Dès les années 70, Team Lotus passait par une société aux îles Jersey pour les contrats de ses pilotes. Le père de Lewis Hamilton dispose d’une société dans les îles Vierge ou il touchait diverses commissions et contrats. Plus loin de nous, Renault F1 Team passait par une obscure société, nommée FFBB Ltd, elle aussi basée sur les accueillantes îles Vierges britannique pour rémunérer ses pit-girls et hospitalité de son motor home entre autre. Sans que cela soit répressible à l’époque. Même le contrat de Fernando Alonso est passé par cette société FFBB pour être transférer ensuite à Renault F1 quelques heures plus tard.

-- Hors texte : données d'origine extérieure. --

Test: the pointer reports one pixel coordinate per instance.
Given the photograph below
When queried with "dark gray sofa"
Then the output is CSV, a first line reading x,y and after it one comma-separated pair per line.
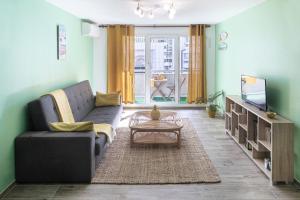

La pratique d’une société intermédiaire pour négocier un contrat est assez courante dans le milieu sportif. Le pilote est une entité personnelle et il substitue le plus souvent ses droits à une entité morale (entreprise donc), pour gérer ses affaires. Ainsi, Ambitious Group Limited a très bien pu encaisser seulement une commission sur le contrat de Nico Rosberg et non l’intégralité du salaire du pilote allemand. Là encore, la pratique est commune dans le milieu du sport (surtout dans le milieu du Football par exemple ou les exemples sont nombreux).

Notons que Bernie Ecclestone, avait transférer quasi l’intégralité de ses droits à son ex femmes et ses deux filles via la société Bambino Trust (basée à Jersey) à la fin des années 90, afin de ne pas payer les impôts britanniques. Sa femme d’origine slovène pouvant elle s’y soustraire, malgré sa fortune. Il ne dispose aujourd’hui que de 5% de Delta Topco.